Wakil Menteri ESDM Yuliot Tanjung menyatakan bahwa pemerintah sedang menata sistem distribusi agar LPG 3 kg dapat dijual sesuai dengan batas harga yang telah ditetapkan.
“Jadi, pengecer justru kita jadikan pangkalan. Mereka bisa tetap berjualan asalkan mendaftarkan Nomor Induk Berusaha (NIB) terlebih dahulu,” ujar Yuliot.
Dengan demikian, pengecer LPG 3 kg tidak akan dihilangkan begitu saja. Mereka masih dapat memperoleh pasokan gas dan berjualan, tetapi harus terdaftar dalam sistem Online Single Submission (OSS).
“Per 1 Februari ini akan ada peralihan. Kami memberikan waktu satu bulan bagi pengecer untuk mendaftarkan diri sebagai pangkalan,” imbuhnya.
Menurut Yuliot, skema distribusi baru ini bertujuan untuk memperpendek rantai distribusi agar penyaluran lebih tepat sasaran.

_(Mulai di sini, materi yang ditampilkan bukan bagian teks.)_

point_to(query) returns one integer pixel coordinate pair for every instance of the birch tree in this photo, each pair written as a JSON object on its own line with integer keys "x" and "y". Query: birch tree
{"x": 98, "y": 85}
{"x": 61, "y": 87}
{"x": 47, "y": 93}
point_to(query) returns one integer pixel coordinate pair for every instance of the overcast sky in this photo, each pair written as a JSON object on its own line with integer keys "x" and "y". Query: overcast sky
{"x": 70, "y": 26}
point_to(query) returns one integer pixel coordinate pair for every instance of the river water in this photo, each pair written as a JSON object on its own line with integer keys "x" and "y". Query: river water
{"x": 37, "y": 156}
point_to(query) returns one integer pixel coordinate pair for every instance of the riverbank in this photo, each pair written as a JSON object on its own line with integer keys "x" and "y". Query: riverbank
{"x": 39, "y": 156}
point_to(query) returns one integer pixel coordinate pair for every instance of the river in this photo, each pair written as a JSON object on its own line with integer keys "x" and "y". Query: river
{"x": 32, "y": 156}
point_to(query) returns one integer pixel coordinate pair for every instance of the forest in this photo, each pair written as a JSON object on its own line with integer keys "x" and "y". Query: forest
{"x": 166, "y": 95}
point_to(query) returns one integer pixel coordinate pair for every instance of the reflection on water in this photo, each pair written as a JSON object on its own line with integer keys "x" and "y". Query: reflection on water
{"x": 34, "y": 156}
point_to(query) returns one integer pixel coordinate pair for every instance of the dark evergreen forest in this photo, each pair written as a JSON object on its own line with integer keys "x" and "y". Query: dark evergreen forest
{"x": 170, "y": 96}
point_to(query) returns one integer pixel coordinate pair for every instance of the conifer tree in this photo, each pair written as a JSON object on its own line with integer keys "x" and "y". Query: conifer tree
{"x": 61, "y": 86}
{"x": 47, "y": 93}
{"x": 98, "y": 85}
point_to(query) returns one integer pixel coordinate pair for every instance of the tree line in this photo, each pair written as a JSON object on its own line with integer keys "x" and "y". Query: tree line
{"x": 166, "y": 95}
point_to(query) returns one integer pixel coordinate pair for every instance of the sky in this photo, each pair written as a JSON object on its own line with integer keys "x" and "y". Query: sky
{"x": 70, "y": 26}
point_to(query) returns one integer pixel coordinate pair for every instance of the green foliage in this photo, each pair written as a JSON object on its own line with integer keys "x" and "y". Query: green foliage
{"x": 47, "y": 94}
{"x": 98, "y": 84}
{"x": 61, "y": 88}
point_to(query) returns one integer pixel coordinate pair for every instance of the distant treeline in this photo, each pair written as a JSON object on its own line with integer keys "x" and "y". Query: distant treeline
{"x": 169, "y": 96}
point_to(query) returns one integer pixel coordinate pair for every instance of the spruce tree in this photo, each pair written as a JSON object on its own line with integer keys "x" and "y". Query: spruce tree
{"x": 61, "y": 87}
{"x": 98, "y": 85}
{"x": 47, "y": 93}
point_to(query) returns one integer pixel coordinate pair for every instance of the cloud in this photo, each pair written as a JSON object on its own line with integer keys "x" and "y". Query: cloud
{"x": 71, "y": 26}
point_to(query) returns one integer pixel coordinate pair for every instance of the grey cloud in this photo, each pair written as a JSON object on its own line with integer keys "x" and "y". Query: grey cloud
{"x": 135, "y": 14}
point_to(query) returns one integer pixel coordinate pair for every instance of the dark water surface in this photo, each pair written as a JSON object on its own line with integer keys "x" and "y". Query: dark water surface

“Kami tidak menaikkan kelas pengecer, hanya menata distribusi agar lebih efisien. Jika pengecer menjadi pangkalan resmi, mata rantai distribusi akan lebih pendek,” tandasnya.
Keberatan dari Pengecer
Kebijakan ini menuai respons beragam dari pengecer. Lutfhi, seorang pengecer gas 3 kg di Kecamatan Cipondoh, mengaku keberatan jika pengecer kecil benar-benar dilarang menjual gas melon.
“Kalau dicabut atau dihilangkan, saya mau jual apa? Bingung saya nanti. Penjualan pasti berkurang, otomatis pendapatan juga turun,” tegasnya pada Sabtu, 1 Februari 2025.
Meski baru sebatas wacana, kelangkaan gas melon sudah terjadi di berbagai tempat, terutama di warung-warung kecil yang biasa menjual gas elpiji 3 kg.
Warga dan pedagang berharap pemerintah dapat mencari solusi yang tidak merugikan masyarakat kecil, terutama mereka yang bergantung pada gas 3 kg untuk kebutuhan rumah tangga dan usaha kecil.